POLAJABAR.COM - Pemerintah Kabupaten Sukabumi tengah mengintensifkan upaya percepatan penuntasan program perbaikan Rumah Tidak Layak Huni (Rutilahu) menjelang tahun 2026. Strategi utama yang diterapkan adalah kolaborasi lintas sektor, melibatkan partisipasi dari pihak swasta dan dukungan pemerintah pusat.

Strategi kolaborasi ini diambil sebagai respons langsung terhadap kondisi fiskal daerah yang dinilai cukup terbatas saat ini. Keterbatasan anggaran daerah tersebut menjadi tantangan signifikan dalam membiayai totalitas perbaikan puluhan ribu unit rumah warga.

Menurut data resmi dari Dinas Perumahan dan Kawasan Permukiman (Perkim) Kabupaten Sukabumi, total Rutilahu yang terdata sejak tahun 2013 hingga proyeksi tahun 2026 mencapai angka fantastis, yaitu 47.123 unit. Angka ini menunjukkan skala besar tantangan penanganan perumahan layak huni di wilayah tersebut.

Dari keseluruhan unit yang teridentifikasi, tercatat bahwa sebanyak 25.396 unit telah berhasil mendapatkan intervensi perbaikan selama periode berjalan. Proses ini menunjukkan progres yang signifikan meskipun tantangan anggaran terus membayangi pemerintah daerah.

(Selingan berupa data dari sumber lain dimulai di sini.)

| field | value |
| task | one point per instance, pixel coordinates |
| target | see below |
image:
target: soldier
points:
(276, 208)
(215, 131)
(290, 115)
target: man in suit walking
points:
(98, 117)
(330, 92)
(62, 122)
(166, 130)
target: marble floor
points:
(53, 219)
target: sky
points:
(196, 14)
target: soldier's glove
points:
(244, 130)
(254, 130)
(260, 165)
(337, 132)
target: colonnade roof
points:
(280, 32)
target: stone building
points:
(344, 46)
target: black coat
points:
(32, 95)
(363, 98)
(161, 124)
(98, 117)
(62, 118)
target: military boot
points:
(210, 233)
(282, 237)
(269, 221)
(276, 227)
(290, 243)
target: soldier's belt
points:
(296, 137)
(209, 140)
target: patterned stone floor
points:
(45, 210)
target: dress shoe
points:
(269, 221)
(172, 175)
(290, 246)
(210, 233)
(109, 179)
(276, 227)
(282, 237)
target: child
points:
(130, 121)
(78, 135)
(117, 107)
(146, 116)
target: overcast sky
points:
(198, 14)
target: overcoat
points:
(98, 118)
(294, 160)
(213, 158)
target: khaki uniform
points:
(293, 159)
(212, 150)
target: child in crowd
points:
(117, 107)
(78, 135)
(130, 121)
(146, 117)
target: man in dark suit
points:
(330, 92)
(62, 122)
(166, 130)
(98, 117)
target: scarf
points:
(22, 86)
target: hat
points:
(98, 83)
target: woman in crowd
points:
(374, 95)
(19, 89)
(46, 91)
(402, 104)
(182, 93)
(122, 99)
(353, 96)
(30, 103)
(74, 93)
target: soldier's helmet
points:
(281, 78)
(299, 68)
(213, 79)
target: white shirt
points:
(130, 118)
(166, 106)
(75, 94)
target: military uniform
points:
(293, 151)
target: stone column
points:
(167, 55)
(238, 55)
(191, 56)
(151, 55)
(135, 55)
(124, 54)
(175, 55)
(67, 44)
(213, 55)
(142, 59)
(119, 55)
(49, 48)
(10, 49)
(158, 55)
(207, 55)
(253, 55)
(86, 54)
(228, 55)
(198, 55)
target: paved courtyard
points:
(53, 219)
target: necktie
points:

Namun demikian, masih terdapat sisa pekerjaan yang substansial, yakni sebanyak 21.727 unit Rutilahu yang masih menunggu untuk diperbaiki. Angka sisa ini merupakan fokus utama pemerintah daerah dalam upaya akselerasi program di sisa waktu yang ada.

Disclaimer: Artikel ini ditulis ulang secara otomatis oleh AI berdasarkan sumber Referensi: Detik. Kami menggunakan teknologi AI untuk menyajikan informasi ini kembali.